The Civil Right Not To Be Offended

(With thanks to Damien, not the attorney Damien, for the video and the article below)

Please watch the video. Then read the article below the fold.


Confirmation of what the above fellow is saying, the article, dated June 7, 2011:
Post A Picture That 'Causes Emotional Distress' And You Could Face Jailtime In Tennessee

from the outlawing-jerks? dept

Over the last few years, we've seen a troubling trend in various state laws which attempt to come up with ways to outlaw being a jerk online. Many of these are based on politicians and/or the public taking an emotional reaction to something bad happening after some does something online that angered someone else. Of course, while it would be nice if jerks would go away or jerky behavior would cease, that's just not realistic. The real issue is: how can it be constitutional to outlaw being a jerk? In many cases it raises serious First Amendment issues, among other things. The latest to jump into this game is the state of Tennessee...[wanting] to put people in jail for "causing emotional distress" to others.

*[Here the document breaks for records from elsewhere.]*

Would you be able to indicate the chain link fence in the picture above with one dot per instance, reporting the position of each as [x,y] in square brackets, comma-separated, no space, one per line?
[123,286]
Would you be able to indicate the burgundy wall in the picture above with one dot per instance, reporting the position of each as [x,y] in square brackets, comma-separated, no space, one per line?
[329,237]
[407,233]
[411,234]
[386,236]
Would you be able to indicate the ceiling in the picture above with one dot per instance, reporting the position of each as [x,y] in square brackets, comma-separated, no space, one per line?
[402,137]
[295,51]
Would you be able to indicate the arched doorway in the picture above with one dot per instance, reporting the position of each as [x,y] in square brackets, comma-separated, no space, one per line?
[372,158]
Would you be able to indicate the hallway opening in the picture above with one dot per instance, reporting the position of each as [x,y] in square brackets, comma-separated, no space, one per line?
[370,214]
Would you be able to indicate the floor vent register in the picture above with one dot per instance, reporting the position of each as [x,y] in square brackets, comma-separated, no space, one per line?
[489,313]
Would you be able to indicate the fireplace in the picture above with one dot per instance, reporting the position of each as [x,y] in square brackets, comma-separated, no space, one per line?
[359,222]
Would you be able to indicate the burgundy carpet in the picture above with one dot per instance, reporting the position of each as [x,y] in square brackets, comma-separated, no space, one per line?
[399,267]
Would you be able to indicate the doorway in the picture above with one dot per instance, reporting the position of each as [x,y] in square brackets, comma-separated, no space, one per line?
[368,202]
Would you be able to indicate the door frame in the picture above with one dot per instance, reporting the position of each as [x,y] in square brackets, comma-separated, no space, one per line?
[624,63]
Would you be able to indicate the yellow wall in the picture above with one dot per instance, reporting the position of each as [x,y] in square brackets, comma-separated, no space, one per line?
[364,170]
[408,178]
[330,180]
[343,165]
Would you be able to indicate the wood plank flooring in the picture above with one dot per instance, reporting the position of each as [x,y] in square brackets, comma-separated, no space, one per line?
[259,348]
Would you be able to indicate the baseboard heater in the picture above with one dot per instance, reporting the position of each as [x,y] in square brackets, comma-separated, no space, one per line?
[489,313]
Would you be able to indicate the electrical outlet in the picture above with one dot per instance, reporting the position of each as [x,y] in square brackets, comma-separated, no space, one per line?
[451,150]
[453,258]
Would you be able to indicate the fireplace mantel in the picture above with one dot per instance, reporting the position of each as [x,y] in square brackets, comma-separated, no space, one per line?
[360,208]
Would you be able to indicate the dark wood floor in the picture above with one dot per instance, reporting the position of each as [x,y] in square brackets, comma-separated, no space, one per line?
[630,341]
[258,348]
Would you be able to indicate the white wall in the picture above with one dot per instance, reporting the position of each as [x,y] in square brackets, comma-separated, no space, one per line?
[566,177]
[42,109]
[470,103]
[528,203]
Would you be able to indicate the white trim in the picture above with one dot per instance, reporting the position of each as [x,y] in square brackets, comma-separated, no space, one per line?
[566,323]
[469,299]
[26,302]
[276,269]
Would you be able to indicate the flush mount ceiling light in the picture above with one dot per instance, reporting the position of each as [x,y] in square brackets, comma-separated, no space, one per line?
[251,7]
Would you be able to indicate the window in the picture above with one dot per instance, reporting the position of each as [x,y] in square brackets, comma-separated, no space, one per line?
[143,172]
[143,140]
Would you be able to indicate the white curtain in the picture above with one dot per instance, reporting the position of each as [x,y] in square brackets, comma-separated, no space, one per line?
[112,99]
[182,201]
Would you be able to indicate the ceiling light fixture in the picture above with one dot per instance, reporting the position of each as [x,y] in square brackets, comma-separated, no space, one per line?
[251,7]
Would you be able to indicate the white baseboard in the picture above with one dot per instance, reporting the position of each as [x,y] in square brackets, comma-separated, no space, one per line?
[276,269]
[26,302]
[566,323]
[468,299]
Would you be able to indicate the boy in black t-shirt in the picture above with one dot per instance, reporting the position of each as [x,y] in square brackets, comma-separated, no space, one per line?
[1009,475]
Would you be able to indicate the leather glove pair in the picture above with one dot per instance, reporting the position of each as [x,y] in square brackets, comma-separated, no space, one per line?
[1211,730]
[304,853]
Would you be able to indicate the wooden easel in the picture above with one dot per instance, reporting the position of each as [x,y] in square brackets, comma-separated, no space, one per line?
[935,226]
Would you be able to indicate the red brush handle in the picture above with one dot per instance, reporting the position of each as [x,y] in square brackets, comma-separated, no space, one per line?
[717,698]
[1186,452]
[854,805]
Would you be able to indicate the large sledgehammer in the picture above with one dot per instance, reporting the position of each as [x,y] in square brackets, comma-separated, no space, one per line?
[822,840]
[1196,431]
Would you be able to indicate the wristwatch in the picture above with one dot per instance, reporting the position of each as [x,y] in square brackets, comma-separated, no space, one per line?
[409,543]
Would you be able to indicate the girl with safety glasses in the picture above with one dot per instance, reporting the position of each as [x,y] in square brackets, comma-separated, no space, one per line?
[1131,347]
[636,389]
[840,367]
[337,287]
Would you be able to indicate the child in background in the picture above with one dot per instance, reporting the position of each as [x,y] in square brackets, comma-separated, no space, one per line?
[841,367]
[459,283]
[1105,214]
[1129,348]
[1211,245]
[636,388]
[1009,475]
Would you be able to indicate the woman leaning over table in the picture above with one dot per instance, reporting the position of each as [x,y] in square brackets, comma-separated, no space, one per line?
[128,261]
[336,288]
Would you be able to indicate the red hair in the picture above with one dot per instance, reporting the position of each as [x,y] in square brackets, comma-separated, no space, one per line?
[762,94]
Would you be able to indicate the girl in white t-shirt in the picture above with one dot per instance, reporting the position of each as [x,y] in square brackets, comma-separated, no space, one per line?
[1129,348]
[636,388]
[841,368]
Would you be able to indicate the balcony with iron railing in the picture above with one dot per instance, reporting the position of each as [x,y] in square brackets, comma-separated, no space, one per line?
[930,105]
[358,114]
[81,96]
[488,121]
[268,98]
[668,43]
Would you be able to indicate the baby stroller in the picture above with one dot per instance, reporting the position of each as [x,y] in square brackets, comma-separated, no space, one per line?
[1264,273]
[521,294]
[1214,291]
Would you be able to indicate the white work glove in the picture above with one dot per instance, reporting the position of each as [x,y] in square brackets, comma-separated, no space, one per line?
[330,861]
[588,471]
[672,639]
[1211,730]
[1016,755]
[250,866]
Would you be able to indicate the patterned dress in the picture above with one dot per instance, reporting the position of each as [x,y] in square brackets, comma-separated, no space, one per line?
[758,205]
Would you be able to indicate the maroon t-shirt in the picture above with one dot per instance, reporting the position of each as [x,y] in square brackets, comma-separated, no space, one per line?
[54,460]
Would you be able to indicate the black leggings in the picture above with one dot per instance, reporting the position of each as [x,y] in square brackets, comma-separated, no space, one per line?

The specific law outlaws posting a photo online that causes "emotional distress" to someone and has no "legitimate purpose." While the law does state that there needs to be "malicious intent," it also includes a massive loophole, in that it says that you can still be liable if the person "reasonably should know" that the actions would "frighten, intimidate or cause emotional distress." Eugene Volokh notes all sorts of problems with this:
1. If you’re posting a picture of someone in an embarrassing situation — not at all limited to, say, sexually themed pictures or illegally taken pictures — you’re likely a criminal unless the prosecutor, judge, or jury concludes that you had a “legitimate purpose.”

2. Likewise, if you post an image intended to distress some religious, political, ethnic, racial, etc. group, you too can be sent to jail if governments decisionmaker thinks your purpose wasn’t “legitimate.” Nothing in the law requires that the picture be of the “victim,” only that it be distressing to the “victim.”

3. The same is true even if you didn’t intend to distress those people, but reasonably should have known that the material — say, pictures of Mohammed, or blasphemous jokes about Jesus Christ, or harsh cartoon insults of some political group — would “cause emotional distress to a similarly situated person of reasonable sensibilities.”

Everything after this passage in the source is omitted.